Review of Desperado

Desperado (1995)
1/10
Waste your time . . . in style.
21 February 2009
Imagine with me for a second. You're on a blind date. It ends up being the perfect date. A ridiculously sexy woman, at your all-time favorite place to eat. For the first half hour, the date goes great. You can really connect with this woman, and she seems into you, too. Then just before the food is served, she gets up, walks over to you, and—BAM!—out of nowhere, she kicks you in the groin. Over and over again. She professes that she has hated your utter being all along. You'd get up and walk away, right? Maybe file a lawsuit? Well, you can't walk away. You can't because you have to write a review. That's exactly how I feel right now typing this about Desperado. The first half hour of the film is great: great action, great pulp dialogue scenes, great sense of style. Then out of nowhere, Rodriguez feels the need to add a cliché, predictable revenge plot line and focus the other 3/4s of the movie about it. I felt betrayed. I wished I could turn it off, but, alas, I couldn't otherwise I couldn't be typing this. I wasted my time. I struggled hard to even stay awake. How could a promising director like Rodriguez take such a promising beginning, then completely ruin it by forcing a severely predictable plot into the awesome pointless action?

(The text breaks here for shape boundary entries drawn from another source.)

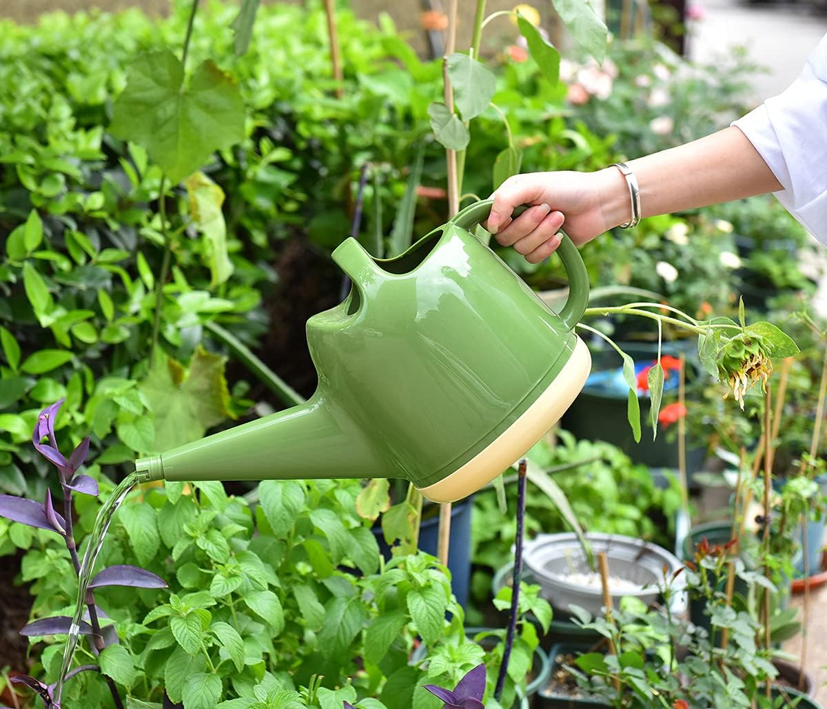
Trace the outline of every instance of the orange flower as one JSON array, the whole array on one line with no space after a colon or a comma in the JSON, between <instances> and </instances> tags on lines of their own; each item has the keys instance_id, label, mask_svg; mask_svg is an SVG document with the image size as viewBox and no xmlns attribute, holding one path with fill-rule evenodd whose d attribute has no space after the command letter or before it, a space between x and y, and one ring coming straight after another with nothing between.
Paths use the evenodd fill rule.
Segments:
<instances>
[{"instance_id":1,"label":"orange flower","mask_svg":"<svg viewBox=\"0 0 827 709\"><path fill-rule=\"evenodd\" d=\"M517 45L511 45L509 47L509 56L514 61L522 64L528 59L528 52L523 49L523 47L517 46Z\"/></svg>"},{"instance_id":2,"label":"orange flower","mask_svg":"<svg viewBox=\"0 0 827 709\"><path fill-rule=\"evenodd\" d=\"M678 419L682 419L686 415L686 407L684 406L678 401L674 404L670 404L668 406L664 406L661 409L661 412L657 414L657 421L662 424L664 427L671 426Z\"/></svg>"}]
</instances>

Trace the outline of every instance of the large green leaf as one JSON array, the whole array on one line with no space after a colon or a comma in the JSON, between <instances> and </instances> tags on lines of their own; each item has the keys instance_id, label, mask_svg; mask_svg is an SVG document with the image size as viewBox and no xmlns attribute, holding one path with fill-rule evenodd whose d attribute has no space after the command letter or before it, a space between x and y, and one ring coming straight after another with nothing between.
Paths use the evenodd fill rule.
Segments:
<instances>
[{"instance_id":1,"label":"large green leaf","mask_svg":"<svg viewBox=\"0 0 827 709\"><path fill-rule=\"evenodd\" d=\"M471 140L471 134L459 117L441 101L434 101L428 107L431 128L437 140L452 151L464 150Z\"/></svg>"},{"instance_id":2,"label":"large green leaf","mask_svg":"<svg viewBox=\"0 0 827 709\"><path fill-rule=\"evenodd\" d=\"M141 383L155 414L156 451L198 440L210 426L232 418L224 378L226 361L199 346L187 376L177 362L159 352L155 366Z\"/></svg>"},{"instance_id":3,"label":"large green leaf","mask_svg":"<svg viewBox=\"0 0 827 709\"><path fill-rule=\"evenodd\" d=\"M575 41L599 62L606 56L609 31L589 0L554 0L554 9Z\"/></svg>"},{"instance_id":4,"label":"large green leaf","mask_svg":"<svg viewBox=\"0 0 827 709\"><path fill-rule=\"evenodd\" d=\"M557 84L560 79L560 52L546 41L537 27L525 17L518 16L517 26L519 27L520 34L525 37L528 52L540 67L543 75L552 84Z\"/></svg>"},{"instance_id":5,"label":"large green leaf","mask_svg":"<svg viewBox=\"0 0 827 709\"><path fill-rule=\"evenodd\" d=\"M189 216L206 239L204 255L212 275L210 285L219 285L232 275L227 252L227 225L221 211L224 192L203 172L194 172L184 184L189 198Z\"/></svg>"},{"instance_id":6,"label":"large green leaf","mask_svg":"<svg viewBox=\"0 0 827 709\"><path fill-rule=\"evenodd\" d=\"M179 182L213 151L244 138L244 104L235 81L205 61L189 82L170 51L138 57L115 102L109 131L136 142L173 182Z\"/></svg>"},{"instance_id":7,"label":"large green leaf","mask_svg":"<svg viewBox=\"0 0 827 709\"><path fill-rule=\"evenodd\" d=\"M454 100L464 121L479 116L491 103L497 79L490 69L461 52L447 59L448 77L454 89Z\"/></svg>"}]
</instances>

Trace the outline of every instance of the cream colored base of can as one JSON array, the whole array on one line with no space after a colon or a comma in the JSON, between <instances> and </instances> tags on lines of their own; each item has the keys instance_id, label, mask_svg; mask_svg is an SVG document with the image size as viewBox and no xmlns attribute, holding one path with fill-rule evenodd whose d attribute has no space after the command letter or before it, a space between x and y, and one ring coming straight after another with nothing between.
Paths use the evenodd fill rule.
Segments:
<instances>
[{"instance_id":1,"label":"cream colored base of can","mask_svg":"<svg viewBox=\"0 0 827 709\"><path fill-rule=\"evenodd\" d=\"M419 491L434 502L456 502L487 485L548 432L577 398L591 371L591 355L577 338L560 374L526 412L484 450L447 477Z\"/></svg>"}]
</instances>

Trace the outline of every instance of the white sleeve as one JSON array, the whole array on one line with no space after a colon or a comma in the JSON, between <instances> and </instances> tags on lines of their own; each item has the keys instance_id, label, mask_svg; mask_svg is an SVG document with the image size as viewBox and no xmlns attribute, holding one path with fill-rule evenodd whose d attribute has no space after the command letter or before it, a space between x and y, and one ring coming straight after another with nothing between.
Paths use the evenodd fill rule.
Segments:
<instances>
[{"instance_id":1,"label":"white sleeve","mask_svg":"<svg viewBox=\"0 0 827 709\"><path fill-rule=\"evenodd\" d=\"M778 200L827 245L827 35L789 89L733 125L784 188Z\"/></svg>"}]
</instances>

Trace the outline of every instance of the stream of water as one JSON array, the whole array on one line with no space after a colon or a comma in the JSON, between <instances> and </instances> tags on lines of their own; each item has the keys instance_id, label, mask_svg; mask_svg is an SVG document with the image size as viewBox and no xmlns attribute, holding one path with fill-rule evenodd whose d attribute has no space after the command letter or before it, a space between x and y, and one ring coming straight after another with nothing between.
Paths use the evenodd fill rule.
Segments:
<instances>
[{"instance_id":1,"label":"stream of water","mask_svg":"<svg viewBox=\"0 0 827 709\"><path fill-rule=\"evenodd\" d=\"M106 537L109 525L112 524L112 517L117 511L117 508L127 497L127 494L132 489L141 479L141 476L136 472L131 472L123 481L112 491L109 499L103 503L98 517L95 520L92 533L87 540L86 552L84 554L84 560L80 564L80 573L78 579L78 598L74 606L74 616L72 618L72 625L69 626L69 640L66 641L66 647L63 651L63 664L60 666L60 674L58 677L57 687L55 688L55 702L60 703L60 694L63 692L63 684L65 682L66 673L69 672L69 665L72 663L72 656L74 649L78 646L78 640L80 637L80 623L83 620L84 611L86 608L86 592L88 590L89 582L92 581L92 572L95 567L95 560L103 547L103 539Z\"/></svg>"}]
</instances>

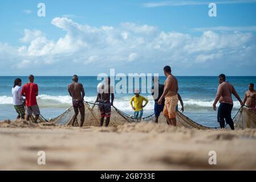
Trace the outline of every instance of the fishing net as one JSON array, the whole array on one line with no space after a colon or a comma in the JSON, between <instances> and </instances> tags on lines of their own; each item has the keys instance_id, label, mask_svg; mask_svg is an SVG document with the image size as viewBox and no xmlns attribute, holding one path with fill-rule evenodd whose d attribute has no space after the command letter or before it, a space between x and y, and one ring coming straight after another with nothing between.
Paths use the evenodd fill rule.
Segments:
<instances>
[{"instance_id":1,"label":"fishing net","mask_svg":"<svg viewBox=\"0 0 256 182\"><path fill-rule=\"evenodd\" d=\"M256 113L246 107L241 107L233 120L236 129L256 129Z\"/></svg>"}]
</instances>

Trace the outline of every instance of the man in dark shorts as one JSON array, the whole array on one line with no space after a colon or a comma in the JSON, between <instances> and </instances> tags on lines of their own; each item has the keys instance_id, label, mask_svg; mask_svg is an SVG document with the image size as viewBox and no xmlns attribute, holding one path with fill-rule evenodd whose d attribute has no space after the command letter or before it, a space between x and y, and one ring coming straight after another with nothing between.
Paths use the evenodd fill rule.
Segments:
<instances>
[{"instance_id":1,"label":"man in dark shorts","mask_svg":"<svg viewBox=\"0 0 256 182\"><path fill-rule=\"evenodd\" d=\"M155 100L155 122L158 123L159 115L164 110L165 102L164 98L163 99L161 105L159 105L157 102L164 92L164 85L159 84L159 78L157 76L155 76L153 78L153 82L154 85L152 86L151 88L151 93L153 96L153 98Z\"/></svg>"},{"instance_id":2,"label":"man in dark shorts","mask_svg":"<svg viewBox=\"0 0 256 182\"><path fill-rule=\"evenodd\" d=\"M114 101L114 92L113 86L110 86L110 78L105 79L105 84L100 86L95 102L99 102L99 108L100 110L100 126L103 126L104 119L106 118L105 126L108 127L110 121L111 106ZM111 102L110 102L111 96Z\"/></svg>"},{"instance_id":3,"label":"man in dark shorts","mask_svg":"<svg viewBox=\"0 0 256 182\"><path fill-rule=\"evenodd\" d=\"M76 119L79 111L81 115L80 127L82 127L84 122L85 109L84 97L85 96L84 90L83 85L78 82L78 77L75 75L73 76L73 82L68 85L68 90L70 96L72 97L74 110L75 114L72 122L72 126Z\"/></svg>"},{"instance_id":4,"label":"man in dark shorts","mask_svg":"<svg viewBox=\"0 0 256 182\"><path fill-rule=\"evenodd\" d=\"M26 97L26 119L29 121L32 113L35 115L34 122L36 123L40 115L40 110L36 102L38 96L38 86L34 83L34 77L29 76L29 82L24 85L21 90L21 95Z\"/></svg>"},{"instance_id":5,"label":"man in dark shorts","mask_svg":"<svg viewBox=\"0 0 256 182\"><path fill-rule=\"evenodd\" d=\"M219 76L219 82L220 85L218 87L218 91L213 107L214 110L216 110L216 104L219 101L220 105L218 109L217 118L221 128L225 128L225 122L226 121L231 129L234 130L235 129L234 122L231 117L231 112L233 106L232 94L237 98L241 106L243 105L243 102L239 97L234 86L226 81L226 76L224 74Z\"/></svg>"}]
</instances>

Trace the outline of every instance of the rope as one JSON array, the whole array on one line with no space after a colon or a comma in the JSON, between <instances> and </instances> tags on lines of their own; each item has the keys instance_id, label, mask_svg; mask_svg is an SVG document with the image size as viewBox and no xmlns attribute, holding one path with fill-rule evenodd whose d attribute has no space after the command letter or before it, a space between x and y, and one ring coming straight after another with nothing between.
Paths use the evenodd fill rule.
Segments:
<instances>
[{"instance_id":1,"label":"rope","mask_svg":"<svg viewBox=\"0 0 256 182\"><path fill-rule=\"evenodd\" d=\"M84 101L84 102L86 104L86 106L87 107L87 108L89 110L90 110L92 113L91 111L91 109L90 107L90 105L99 105L99 104L97 103L92 103L92 102L88 102L88 101ZM131 118L129 115L129 114L124 113L124 111L122 111L121 110L119 110L119 109L117 109L116 107L115 107L115 106L112 106L112 107L116 111L116 112L119 114L124 119L125 119L126 121L127 121L129 122L131 122L131 120L133 121L137 121L137 122L139 122L141 121L141 119L142 120L146 120L148 118L150 118L151 117L152 117L155 114L152 114L150 115L148 115L147 117L143 117L141 118L140 119L135 119L134 118ZM238 110L238 111L237 111L237 113L236 113L236 114L235 115L235 116L234 117L233 119L234 119L235 118L235 117L237 116L237 115L238 114L238 113L241 111L242 111L242 108L243 107L248 107L248 106L244 105L243 106L241 106L239 109ZM58 117L55 118L54 119L53 119L53 120L56 120L58 119L58 118L59 118L59 117L60 117L61 116L62 116L63 115L64 115L65 113L66 113L67 112L69 111L69 110L72 108L72 106L71 106L70 107L69 107L65 112L64 112L63 113L62 113L62 114L59 115ZM205 126L204 125L202 125L201 124L199 124L198 123L197 123L196 122L194 121L193 120L191 119L190 118L188 118L188 117L186 117L186 115L185 115L183 113L181 113L180 111L177 111L177 113L178 113L178 114L180 114L180 115L181 115L182 117L184 117L186 119L189 121L190 123L188 123L189 125L192 125L192 126L194 127L201 127L201 128L205 128L205 129L218 129L220 128L221 128L220 127L207 127L207 126ZM96 120L98 121L98 119L96 118L96 117L95 117L95 115L92 113L93 117L94 117L94 118ZM46 119L45 119L43 115L42 115L41 114L40 114L40 117L43 118L44 120L44 122L48 122ZM39 119L40 121L40 119ZM78 125L78 122L76 121L76 123ZM196 126L194 126L196 125ZM227 124L225 125L225 126L227 126Z\"/></svg>"}]
</instances>

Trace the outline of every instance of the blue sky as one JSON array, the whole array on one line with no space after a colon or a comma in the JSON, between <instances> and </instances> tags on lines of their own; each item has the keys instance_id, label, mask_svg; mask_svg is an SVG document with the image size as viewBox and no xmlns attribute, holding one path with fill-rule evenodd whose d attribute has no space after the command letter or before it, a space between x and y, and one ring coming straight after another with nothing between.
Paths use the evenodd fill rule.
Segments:
<instances>
[{"instance_id":1,"label":"blue sky","mask_svg":"<svg viewBox=\"0 0 256 182\"><path fill-rule=\"evenodd\" d=\"M255 76L255 17L254 0L1 1L0 75Z\"/></svg>"}]
</instances>

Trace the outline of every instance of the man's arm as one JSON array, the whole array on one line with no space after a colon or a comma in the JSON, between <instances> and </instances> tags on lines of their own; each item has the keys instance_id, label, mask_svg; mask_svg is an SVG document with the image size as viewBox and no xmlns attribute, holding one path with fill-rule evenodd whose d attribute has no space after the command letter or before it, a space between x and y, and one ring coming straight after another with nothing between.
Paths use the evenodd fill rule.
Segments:
<instances>
[{"instance_id":1,"label":"man's arm","mask_svg":"<svg viewBox=\"0 0 256 182\"><path fill-rule=\"evenodd\" d=\"M22 89L21 89L21 95L23 97L25 97L25 92L24 92L24 87L22 87Z\"/></svg>"},{"instance_id":2,"label":"man's arm","mask_svg":"<svg viewBox=\"0 0 256 182\"><path fill-rule=\"evenodd\" d=\"M20 101L24 101L24 98L23 98L22 96L21 95L21 90L19 90L19 100Z\"/></svg>"},{"instance_id":3,"label":"man's arm","mask_svg":"<svg viewBox=\"0 0 256 182\"><path fill-rule=\"evenodd\" d=\"M114 102L115 96L113 93L111 93L111 105L113 105L113 102Z\"/></svg>"},{"instance_id":4,"label":"man's arm","mask_svg":"<svg viewBox=\"0 0 256 182\"><path fill-rule=\"evenodd\" d=\"M35 96L38 96L38 86L37 85L35 89Z\"/></svg>"},{"instance_id":5,"label":"man's arm","mask_svg":"<svg viewBox=\"0 0 256 182\"><path fill-rule=\"evenodd\" d=\"M183 101L182 99L181 98L181 96L180 95L180 94L178 93L178 100L180 102L180 104L181 105L181 111L184 111L184 105L183 104Z\"/></svg>"},{"instance_id":6,"label":"man's arm","mask_svg":"<svg viewBox=\"0 0 256 182\"><path fill-rule=\"evenodd\" d=\"M84 96L86 96L86 93L84 92L84 87L82 84L81 84L81 92L82 92L82 97L83 99L84 98Z\"/></svg>"},{"instance_id":7,"label":"man's arm","mask_svg":"<svg viewBox=\"0 0 256 182\"><path fill-rule=\"evenodd\" d=\"M216 110L216 104L217 102L218 102L218 101L220 100L220 98L221 98L222 94L222 88L220 85L218 86L218 90L217 91L216 97L215 97L215 100L213 104L213 108L214 110Z\"/></svg>"},{"instance_id":8,"label":"man's arm","mask_svg":"<svg viewBox=\"0 0 256 182\"><path fill-rule=\"evenodd\" d=\"M162 104L162 99L165 97L166 95L167 95L167 94L169 92L169 88L170 86L170 80L169 78L167 78L168 79L168 80L167 80L165 82L165 85L164 86L164 92L162 93L162 96L160 97L160 98L159 98L159 100L158 101L158 104L159 105L161 105Z\"/></svg>"},{"instance_id":9,"label":"man's arm","mask_svg":"<svg viewBox=\"0 0 256 182\"><path fill-rule=\"evenodd\" d=\"M130 104L131 104L131 106L132 106L132 109L133 109L133 110L135 110L136 109L135 109L135 107L133 106L133 105L132 104L132 102L133 101L133 100L134 100L134 98L132 97L132 99L131 99L131 101L130 101Z\"/></svg>"},{"instance_id":10,"label":"man's arm","mask_svg":"<svg viewBox=\"0 0 256 182\"><path fill-rule=\"evenodd\" d=\"M256 111L256 94L255 94L255 108L254 111Z\"/></svg>"},{"instance_id":11,"label":"man's arm","mask_svg":"<svg viewBox=\"0 0 256 182\"><path fill-rule=\"evenodd\" d=\"M239 96L238 94L237 93L237 91L235 90L235 88L234 88L233 86L232 86L232 93L234 94L234 96L235 96L235 97L237 98L237 100L238 100L238 101L240 102L240 104L241 106L243 105L243 101L242 101L240 97Z\"/></svg>"},{"instance_id":12,"label":"man's arm","mask_svg":"<svg viewBox=\"0 0 256 182\"><path fill-rule=\"evenodd\" d=\"M243 104L246 103L246 101L247 101L246 92L245 92L245 98L243 98Z\"/></svg>"}]
</instances>

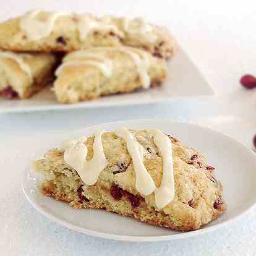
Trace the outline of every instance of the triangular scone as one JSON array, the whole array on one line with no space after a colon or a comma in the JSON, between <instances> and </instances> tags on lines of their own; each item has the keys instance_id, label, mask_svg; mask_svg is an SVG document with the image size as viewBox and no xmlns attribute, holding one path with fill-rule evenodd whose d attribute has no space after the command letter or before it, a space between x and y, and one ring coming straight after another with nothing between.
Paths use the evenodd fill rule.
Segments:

People compare Robert Rodriguez and Quentin Tarantino as if their names and movies are interchangeable, and that's an absolute joke. Though they contentiously work together, Rodriguez never has and—judging by the synopsizes for his upcoming films—never will understand originality, whereas Tarantino has proved himself to be the exact opposite. I've never once seen a Rodriguez film that underlines this fact more than Desperado. The plot line is beyond unoriginal, and passes into the so-cliché-it's-laughable territory. Am I really the only person who is sick of revenge movies that all follow through exactly the same way, with the exact same scenes, and the exact same endings? If you've seen one, you've seen them all. There is no reason to watch this movie, because there is absolutely nothing you haven't seen before, and seen better. Go do the laundry or something.

This painfully unoriginal, formulaic plot line is why the entertainment value comes to a screeching halt mid-movie. Instead of continuing the nihilistic mass gunfights—FUN—Rodriguez does what he does best, and adds a cliché plot that amounts to about as much entertainment value as a staring at a dead tree stump—NOT FUN. It's almost humorous, the joke that Tarantino's character says has a more complex plot than the film itself.

And if creating a fun action movie wasn't the point here, may I ask what was? Nihilism is something that filmmakers don't understand, but it's something that the audience of this particular film wants. We didn't come to see a great opening, then a boring paint-by-the-numbers plot line unravel. As stylish and cool as this movie may be, it fails understand its target audience. Again, nihilism is something Quentin Tarantino has always understood, and it's most evident in Pulp Fiction. As much as these two work together, why can't Rodriguez just . . . get it? There is absolutely no excuse for him not to think of more original plots, and, if not, then understand and give his audience the nihilism it wants. Instead, he just rolls around in Hollywood clichés and puts out safe, predictable movies. What a sad waste of talent.

The only sole good thing I can say about Desperado is that the Mexican setting is pretty cool. It's filmed well. And that's all.

Overall, Desperado is one of those watch-once-then-forget-about movies, if not a little lower. It isn't the absolute worst movie out there, but it isn't anything that it could have been. It isn't fun enough to be a midnight movie with friends, and it isn't original enough to be taken as a serious story. It's just middle ground average. If I even remember a single generic scene in an hour from now, I'll be surprised.